Specifically, the proposed rule clarifies that under the Clean Water Act:
- Most seasonal and rain dependent streams are protected.
- Wetlands near rivers and streams are protected.
- Other types of waters with more uncertain connections to downstream water will be evaluated through a case specific analysis of whether the connection is or is not protecting similarly situated waters.
- Agricultural exclusions are retained, and agencies have identified 53 conservation practices that will be considered exempt from Corps permits.
EPA’s webpage: Waters of the United States
Environmental groups were thrilled that the Obama administration stepped up to protect waterways where state laws are not as strong.
Stated Trip Van Noppen, president of Earthjustice:
“The EPA’s new Clean Water Act rule finally restores protections so that we can begin the hard work of cleaning up our waters for our children to swim in, fish in, and drink from.
“No doubt, polluters will rail and lobby against this rule and any other clean water safeguards that keep them from dumping their toxic waste in our communities and waters, or that hold them accountable for their pollution.”

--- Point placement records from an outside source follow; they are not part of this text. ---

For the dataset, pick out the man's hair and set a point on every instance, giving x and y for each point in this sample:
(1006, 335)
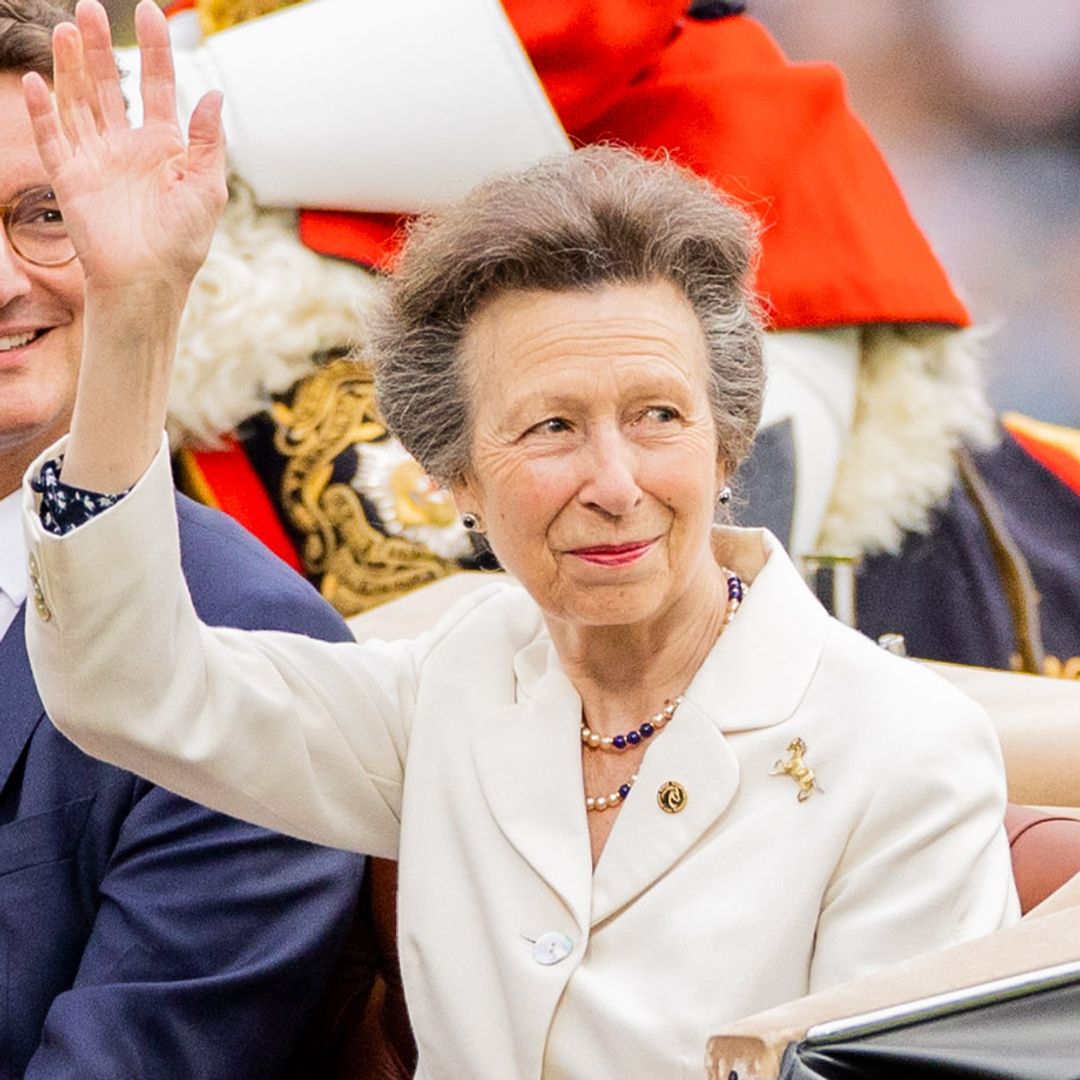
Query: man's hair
(598, 217)
(26, 34)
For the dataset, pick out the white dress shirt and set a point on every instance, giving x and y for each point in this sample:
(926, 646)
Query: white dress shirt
(13, 576)
(460, 753)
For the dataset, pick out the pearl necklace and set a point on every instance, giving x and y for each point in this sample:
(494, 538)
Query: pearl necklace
(592, 740)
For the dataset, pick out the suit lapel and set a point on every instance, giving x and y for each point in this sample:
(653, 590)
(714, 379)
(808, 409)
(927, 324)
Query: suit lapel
(528, 760)
(21, 709)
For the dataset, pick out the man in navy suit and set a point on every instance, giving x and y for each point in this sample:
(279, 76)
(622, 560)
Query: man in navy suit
(140, 935)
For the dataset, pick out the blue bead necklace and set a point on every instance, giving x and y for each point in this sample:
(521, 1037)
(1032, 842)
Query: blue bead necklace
(592, 740)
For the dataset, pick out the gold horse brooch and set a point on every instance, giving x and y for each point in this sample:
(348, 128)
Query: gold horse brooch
(797, 769)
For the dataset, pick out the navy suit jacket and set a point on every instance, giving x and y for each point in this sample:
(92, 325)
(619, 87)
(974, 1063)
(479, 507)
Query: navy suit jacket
(143, 935)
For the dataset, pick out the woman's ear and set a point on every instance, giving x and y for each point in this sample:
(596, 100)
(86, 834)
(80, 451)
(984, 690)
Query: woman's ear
(467, 499)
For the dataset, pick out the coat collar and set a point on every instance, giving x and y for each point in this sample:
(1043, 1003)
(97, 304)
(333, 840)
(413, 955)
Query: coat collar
(21, 709)
(528, 754)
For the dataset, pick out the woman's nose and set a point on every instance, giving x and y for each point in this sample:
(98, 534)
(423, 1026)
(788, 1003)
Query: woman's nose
(610, 483)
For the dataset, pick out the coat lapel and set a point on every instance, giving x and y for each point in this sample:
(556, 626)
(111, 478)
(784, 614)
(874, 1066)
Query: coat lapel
(21, 709)
(646, 841)
(528, 760)
(755, 676)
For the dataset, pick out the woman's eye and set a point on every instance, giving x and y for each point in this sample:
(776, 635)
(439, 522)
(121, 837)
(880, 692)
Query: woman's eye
(660, 414)
(553, 426)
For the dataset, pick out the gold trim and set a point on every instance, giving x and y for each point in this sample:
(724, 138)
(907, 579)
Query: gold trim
(360, 566)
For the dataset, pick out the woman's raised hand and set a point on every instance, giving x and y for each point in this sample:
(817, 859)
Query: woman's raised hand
(139, 205)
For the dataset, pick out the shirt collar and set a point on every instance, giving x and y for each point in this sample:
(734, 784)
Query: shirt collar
(14, 579)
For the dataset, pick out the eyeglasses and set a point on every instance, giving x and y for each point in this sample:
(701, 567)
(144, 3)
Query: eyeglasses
(36, 228)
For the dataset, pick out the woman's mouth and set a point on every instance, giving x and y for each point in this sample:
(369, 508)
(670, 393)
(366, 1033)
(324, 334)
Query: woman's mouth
(617, 554)
(13, 342)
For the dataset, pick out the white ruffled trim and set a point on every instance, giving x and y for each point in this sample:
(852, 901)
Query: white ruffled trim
(260, 308)
(919, 396)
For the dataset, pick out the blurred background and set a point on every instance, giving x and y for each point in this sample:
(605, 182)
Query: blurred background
(976, 105)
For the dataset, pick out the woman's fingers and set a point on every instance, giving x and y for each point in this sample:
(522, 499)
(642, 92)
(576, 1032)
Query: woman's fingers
(100, 64)
(53, 147)
(158, 85)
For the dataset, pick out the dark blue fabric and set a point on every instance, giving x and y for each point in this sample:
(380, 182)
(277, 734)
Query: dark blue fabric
(943, 591)
(142, 935)
(767, 482)
(65, 508)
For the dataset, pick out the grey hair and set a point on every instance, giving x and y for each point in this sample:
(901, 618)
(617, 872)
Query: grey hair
(601, 216)
(26, 35)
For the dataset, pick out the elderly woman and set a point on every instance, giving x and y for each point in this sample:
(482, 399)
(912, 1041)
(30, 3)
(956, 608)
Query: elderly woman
(649, 786)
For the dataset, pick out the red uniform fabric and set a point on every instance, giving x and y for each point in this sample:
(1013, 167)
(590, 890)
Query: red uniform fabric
(839, 244)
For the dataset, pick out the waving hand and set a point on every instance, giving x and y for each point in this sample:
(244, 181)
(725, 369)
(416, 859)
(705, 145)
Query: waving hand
(138, 203)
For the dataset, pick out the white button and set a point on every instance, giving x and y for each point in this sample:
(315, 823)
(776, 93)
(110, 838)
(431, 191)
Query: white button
(552, 947)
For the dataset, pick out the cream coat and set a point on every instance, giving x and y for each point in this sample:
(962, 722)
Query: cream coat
(743, 900)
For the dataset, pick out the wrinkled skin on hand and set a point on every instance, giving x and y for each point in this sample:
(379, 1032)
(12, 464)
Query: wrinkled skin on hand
(140, 205)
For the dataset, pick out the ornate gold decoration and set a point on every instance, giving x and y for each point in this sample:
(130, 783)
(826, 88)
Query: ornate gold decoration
(797, 769)
(672, 797)
(1054, 666)
(216, 15)
(360, 566)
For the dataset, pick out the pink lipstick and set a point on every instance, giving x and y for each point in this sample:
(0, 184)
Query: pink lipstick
(615, 554)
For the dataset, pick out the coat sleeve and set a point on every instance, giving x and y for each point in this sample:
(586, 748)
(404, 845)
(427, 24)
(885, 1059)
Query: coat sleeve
(210, 943)
(927, 864)
(299, 736)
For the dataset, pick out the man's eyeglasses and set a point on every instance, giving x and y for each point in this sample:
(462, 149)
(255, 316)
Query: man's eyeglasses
(36, 228)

“We cannot back down on protecting the waters that eventually flow through our faucets. Our children, our health, and our very drinking water are at stake. We urge the Obama administration to resist the polluter lobbies and quickly move forward in protecting our waterways and our families.”

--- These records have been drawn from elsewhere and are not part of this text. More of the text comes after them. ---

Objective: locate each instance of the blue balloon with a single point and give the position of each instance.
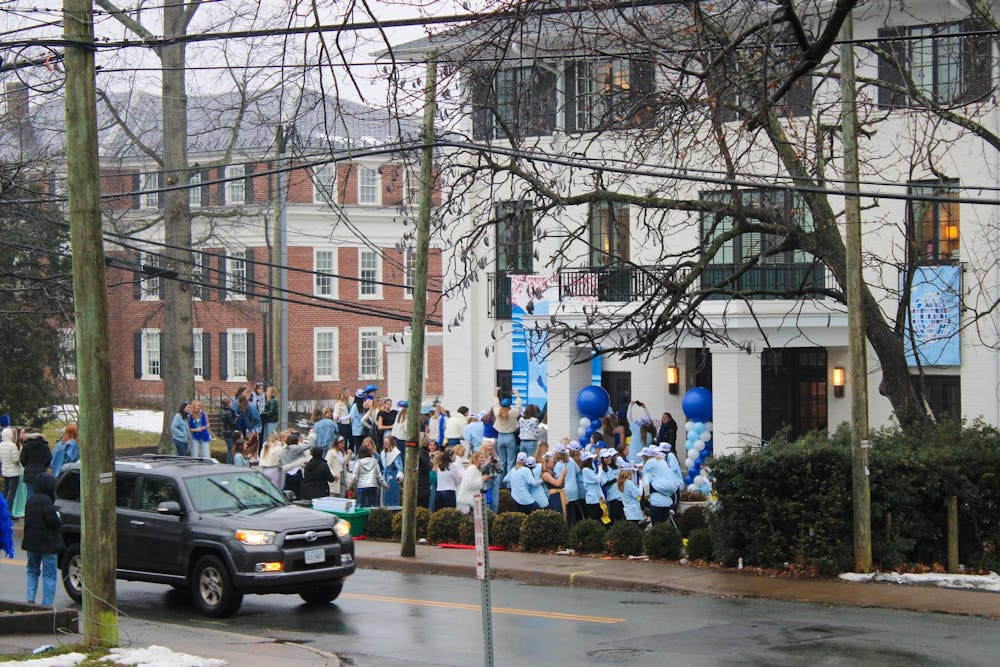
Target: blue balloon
(593, 401)
(697, 404)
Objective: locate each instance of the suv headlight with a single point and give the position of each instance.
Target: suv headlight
(256, 538)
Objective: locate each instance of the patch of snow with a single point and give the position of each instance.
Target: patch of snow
(158, 656)
(978, 582)
(64, 660)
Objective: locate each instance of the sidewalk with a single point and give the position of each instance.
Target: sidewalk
(236, 649)
(646, 576)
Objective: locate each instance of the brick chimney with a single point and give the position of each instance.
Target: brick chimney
(16, 98)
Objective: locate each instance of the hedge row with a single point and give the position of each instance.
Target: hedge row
(791, 502)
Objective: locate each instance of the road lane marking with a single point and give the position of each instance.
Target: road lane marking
(554, 615)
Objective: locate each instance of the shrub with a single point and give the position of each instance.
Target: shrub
(423, 518)
(625, 539)
(699, 544)
(588, 536)
(663, 542)
(690, 520)
(380, 523)
(544, 530)
(443, 527)
(506, 531)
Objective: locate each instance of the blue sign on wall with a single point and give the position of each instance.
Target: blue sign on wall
(935, 311)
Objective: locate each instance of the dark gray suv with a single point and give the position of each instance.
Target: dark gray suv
(217, 530)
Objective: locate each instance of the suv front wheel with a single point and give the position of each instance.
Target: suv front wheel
(213, 589)
(73, 572)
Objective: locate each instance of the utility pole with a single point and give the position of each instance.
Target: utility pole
(408, 543)
(93, 348)
(860, 489)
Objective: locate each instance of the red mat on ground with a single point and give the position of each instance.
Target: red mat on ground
(446, 545)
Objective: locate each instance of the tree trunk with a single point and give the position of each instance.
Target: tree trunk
(176, 343)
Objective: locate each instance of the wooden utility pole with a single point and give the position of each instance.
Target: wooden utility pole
(860, 489)
(408, 543)
(93, 336)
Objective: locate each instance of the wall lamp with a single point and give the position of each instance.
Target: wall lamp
(673, 386)
(838, 381)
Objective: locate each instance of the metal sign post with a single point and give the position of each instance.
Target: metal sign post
(483, 574)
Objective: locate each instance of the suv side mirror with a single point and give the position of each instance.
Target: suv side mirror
(171, 507)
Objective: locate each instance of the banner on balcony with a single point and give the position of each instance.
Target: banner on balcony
(530, 296)
(935, 307)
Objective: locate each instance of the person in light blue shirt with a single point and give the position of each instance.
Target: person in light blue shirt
(521, 481)
(473, 433)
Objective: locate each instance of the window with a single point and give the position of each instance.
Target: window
(149, 184)
(199, 355)
(515, 234)
(236, 277)
(325, 184)
(150, 354)
(943, 67)
(367, 186)
(67, 353)
(149, 284)
(771, 274)
(198, 277)
(236, 189)
(609, 233)
(933, 226)
(409, 271)
(370, 273)
(238, 355)
(605, 92)
(370, 351)
(325, 265)
(194, 191)
(325, 354)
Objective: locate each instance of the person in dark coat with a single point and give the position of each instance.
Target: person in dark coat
(316, 476)
(42, 539)
(35, 457)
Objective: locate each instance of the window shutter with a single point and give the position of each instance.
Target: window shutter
(977, 61)
(251, 357)
(248, 184)
(223, 355)
(136, 185)
(569, 111)
(206, 356)
(136, 260)
(251, 286)
(481, 100)
(222, 275)
(888, 71)
(137, 354)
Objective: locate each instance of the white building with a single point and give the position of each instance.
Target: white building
(598, 104)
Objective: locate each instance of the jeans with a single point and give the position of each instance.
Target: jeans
(46, 563)
(181, 447)
(200, 449)
(506, 452)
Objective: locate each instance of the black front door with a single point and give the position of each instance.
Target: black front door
(793, 391)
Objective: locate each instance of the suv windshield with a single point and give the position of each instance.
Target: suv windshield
(231, 492)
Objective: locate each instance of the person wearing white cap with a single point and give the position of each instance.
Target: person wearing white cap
(521, 481)
(591, 488)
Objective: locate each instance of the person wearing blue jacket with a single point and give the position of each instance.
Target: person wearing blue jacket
(662, 485)
(521, 481)
(591, 488)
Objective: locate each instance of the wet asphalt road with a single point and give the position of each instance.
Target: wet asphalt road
(390, 619)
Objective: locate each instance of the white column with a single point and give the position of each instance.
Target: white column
(736, 399)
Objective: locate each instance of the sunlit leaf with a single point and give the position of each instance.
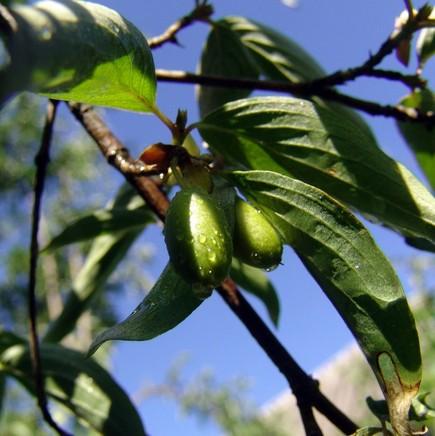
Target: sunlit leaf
(425, 45)
(170, 301)
(81, 51)
(256, 282)
(280, 58)
(277, 56)
(316, 145)
(80, 384)
(106, 252)
(345, 261)
(419, 137)
(224, 55)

Not everyone was thrilled with the new rule. Colorado Gov. John Hickenlooper and Nevada Gov. Brian Sandoval of the Western Governors Association wrote a letter to McCarthy and Darcy complaining that state officials have been left out of the conversation, despite state authority to regulate water use.
In a March 10 letter, Phillip Ward of the Western States Water Council urged agency officials to delay publication of the proposed rule until EPA’s connectivity report undergoes peer review:
“EPA has indicated that its draft connectivity report will serve to inform the final rule on CWA jurisdiction. However, the draft rule’s submission to the Office of Management and Budget (OMB) before the finalization of the connectivity report raises concerns that the final report will have little or no influence on the final rule….
“Additionally, many western states have submitted individual comments for the EPA’s Science Advisory Board (SAB) to consider in its review of the draft connectivity report. EPA should carefully evaluate the SAB’s consideration of these comments and any subsequent recommendations from the final report.”
Kevin Kelly, president of the National Association of Homebuilders said the promise of clarification has brought a greater regulatory burden:
“EPA was told to make changes to the rule so that everyone understands exactly when a builder needs a federal wetlands permit before turning the first shovel of dirt. Instead, EPA has added just about everything into its jurisdiction by expanding the definition of a ‘tributary’ — even ditches and manmade canals, or any other feature that a regulator determines to have a bed, bank and high-water mark.”